CHRISTOPHER HITCHENS ON THE NEW ACROPOLIS MUSEUM FROM VANITY FAIR...




NEW ACROPOLIS MUSEUM INTERIOR PHOTO BY YIANNIS KONTOS (second from top to bottom). ACROPOLIS AERIAL SHOT BY NIKOS DANIILIDES (first from top to bottom).
"...I have visited many of the other great monuments of antiquity, from Luxor and Karnak and the pyramids to Babylon and Great Zimbabwe, and their magnificence is always compromised by the realization that slaves did the heavy lifting and they were erected to show who was boss. The Parthenon is unique because, though ancient Greece did have slavery to some extent, its masterpiece also represents the willing collective work of free people. And it is open to the light and to the air: “accessible,” if you like, rather than dominating. So that to its rightness you could tentatively add the concept of “rights,” as Periclean Greeks began dimly to formulate them for the first time".

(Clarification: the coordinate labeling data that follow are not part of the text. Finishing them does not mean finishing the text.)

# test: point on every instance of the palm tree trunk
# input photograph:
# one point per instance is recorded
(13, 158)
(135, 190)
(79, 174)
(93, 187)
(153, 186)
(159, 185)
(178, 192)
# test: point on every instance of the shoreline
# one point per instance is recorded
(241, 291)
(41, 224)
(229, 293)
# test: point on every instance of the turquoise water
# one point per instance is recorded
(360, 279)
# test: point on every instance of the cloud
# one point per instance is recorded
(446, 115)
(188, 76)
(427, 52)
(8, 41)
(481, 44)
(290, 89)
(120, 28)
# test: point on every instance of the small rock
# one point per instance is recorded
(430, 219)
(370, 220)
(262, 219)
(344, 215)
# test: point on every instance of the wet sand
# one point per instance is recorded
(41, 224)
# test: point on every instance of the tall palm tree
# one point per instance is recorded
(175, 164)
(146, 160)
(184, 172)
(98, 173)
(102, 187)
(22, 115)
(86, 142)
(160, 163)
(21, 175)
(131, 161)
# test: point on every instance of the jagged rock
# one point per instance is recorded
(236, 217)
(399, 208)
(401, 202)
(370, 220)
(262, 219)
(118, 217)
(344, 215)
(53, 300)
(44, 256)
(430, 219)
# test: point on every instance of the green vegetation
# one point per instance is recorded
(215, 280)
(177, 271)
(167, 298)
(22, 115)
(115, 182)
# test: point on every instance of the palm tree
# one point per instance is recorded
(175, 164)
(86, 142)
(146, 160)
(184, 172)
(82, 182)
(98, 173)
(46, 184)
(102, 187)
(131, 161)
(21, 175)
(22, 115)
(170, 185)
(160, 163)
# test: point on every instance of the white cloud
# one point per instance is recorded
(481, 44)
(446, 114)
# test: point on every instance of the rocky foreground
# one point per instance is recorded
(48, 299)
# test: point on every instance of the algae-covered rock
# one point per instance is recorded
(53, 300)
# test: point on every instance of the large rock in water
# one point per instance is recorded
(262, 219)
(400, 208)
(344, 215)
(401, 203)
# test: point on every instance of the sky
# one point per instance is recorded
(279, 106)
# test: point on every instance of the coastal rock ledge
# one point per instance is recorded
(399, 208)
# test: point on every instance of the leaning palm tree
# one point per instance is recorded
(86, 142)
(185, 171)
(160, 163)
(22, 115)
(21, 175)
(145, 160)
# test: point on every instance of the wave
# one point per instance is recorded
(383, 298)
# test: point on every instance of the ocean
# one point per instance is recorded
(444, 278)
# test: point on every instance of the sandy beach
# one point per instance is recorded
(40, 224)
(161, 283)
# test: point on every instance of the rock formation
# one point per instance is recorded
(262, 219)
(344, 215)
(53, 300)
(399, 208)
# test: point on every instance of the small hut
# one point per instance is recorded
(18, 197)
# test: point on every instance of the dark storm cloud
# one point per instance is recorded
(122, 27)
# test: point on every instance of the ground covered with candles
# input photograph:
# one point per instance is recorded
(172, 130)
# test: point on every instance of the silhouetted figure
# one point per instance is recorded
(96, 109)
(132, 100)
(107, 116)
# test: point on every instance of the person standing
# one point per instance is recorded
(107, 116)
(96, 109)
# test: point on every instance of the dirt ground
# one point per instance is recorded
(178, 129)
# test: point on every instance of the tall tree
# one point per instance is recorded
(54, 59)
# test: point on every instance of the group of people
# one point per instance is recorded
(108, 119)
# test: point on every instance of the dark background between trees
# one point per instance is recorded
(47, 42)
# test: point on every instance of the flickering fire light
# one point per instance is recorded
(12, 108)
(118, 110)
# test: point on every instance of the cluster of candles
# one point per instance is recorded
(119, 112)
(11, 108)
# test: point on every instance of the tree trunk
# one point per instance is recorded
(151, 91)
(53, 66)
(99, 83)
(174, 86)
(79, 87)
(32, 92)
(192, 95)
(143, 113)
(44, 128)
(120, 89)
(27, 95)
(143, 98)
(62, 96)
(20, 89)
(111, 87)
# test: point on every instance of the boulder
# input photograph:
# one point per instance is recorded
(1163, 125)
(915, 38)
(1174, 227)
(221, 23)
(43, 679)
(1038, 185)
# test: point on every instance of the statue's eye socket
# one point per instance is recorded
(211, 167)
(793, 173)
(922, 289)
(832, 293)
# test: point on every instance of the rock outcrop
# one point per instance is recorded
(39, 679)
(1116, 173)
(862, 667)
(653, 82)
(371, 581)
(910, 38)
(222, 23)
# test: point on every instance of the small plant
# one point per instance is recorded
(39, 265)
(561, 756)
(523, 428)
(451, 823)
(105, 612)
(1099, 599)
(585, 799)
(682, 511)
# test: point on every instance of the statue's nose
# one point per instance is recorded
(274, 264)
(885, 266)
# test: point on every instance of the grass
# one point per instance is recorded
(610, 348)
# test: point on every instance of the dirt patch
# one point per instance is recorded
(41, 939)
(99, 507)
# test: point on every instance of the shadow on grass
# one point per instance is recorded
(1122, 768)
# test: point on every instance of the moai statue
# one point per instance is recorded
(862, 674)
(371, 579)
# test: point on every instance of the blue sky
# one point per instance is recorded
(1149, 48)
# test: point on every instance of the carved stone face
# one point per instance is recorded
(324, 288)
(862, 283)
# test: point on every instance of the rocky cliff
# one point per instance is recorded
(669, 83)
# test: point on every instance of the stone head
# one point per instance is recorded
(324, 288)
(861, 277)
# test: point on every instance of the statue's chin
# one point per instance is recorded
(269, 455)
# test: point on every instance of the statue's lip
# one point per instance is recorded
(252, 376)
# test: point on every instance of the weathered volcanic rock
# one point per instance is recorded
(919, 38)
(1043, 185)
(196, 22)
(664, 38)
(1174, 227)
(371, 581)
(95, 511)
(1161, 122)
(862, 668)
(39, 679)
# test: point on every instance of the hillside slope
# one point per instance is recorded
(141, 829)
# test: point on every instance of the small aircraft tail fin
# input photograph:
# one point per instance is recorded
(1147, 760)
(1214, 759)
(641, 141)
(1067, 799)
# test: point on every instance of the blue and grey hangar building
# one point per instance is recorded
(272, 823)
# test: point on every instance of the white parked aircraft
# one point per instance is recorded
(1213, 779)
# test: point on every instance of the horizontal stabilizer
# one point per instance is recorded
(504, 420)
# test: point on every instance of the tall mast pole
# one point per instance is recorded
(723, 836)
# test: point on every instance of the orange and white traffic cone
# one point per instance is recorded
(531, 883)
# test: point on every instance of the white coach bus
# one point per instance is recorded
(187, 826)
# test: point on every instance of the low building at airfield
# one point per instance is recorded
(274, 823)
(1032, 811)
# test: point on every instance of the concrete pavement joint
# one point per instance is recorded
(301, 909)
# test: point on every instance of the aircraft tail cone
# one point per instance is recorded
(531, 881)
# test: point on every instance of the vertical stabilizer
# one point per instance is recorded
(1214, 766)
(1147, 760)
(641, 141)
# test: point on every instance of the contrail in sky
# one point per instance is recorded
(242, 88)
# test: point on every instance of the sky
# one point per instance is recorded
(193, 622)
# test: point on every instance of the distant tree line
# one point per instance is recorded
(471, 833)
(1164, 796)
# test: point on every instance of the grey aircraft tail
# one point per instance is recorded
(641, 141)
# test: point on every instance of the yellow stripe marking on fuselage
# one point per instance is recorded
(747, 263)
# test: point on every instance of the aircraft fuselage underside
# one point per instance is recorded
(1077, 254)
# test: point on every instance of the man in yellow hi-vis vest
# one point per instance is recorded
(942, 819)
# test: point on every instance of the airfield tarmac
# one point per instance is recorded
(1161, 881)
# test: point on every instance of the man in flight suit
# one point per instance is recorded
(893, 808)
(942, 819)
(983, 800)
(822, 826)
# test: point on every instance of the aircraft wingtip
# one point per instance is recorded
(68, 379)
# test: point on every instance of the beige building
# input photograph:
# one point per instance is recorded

"...Ever since Lord Byron wrote his excoriating attacks on Elgin’s colonial looting, first in Childe Harold’s Pilgrimage (1812) and then in The Curse of Minerva (1815), there has been a bitter argument about the legitimacy of the British Museum’s deal. I’ve written a whole book about this controversy and won’t oppress you with all the details, but would just make this one point. If the Mona Lisa had been sawed in two during the Napoleonic Wars and the separated halves had been acquired by different museums in, say, St. Petersburg and Lisbon, would there not be a general wish to see what they might look like if re-united? If you think my analogy is overdrawn, consider this: the body of the goddess Iris is at present in London, while her head is in Athens. The front part of the torso of Poseidon is in London, and the rear part is in Athens. And so on. This is grotesque."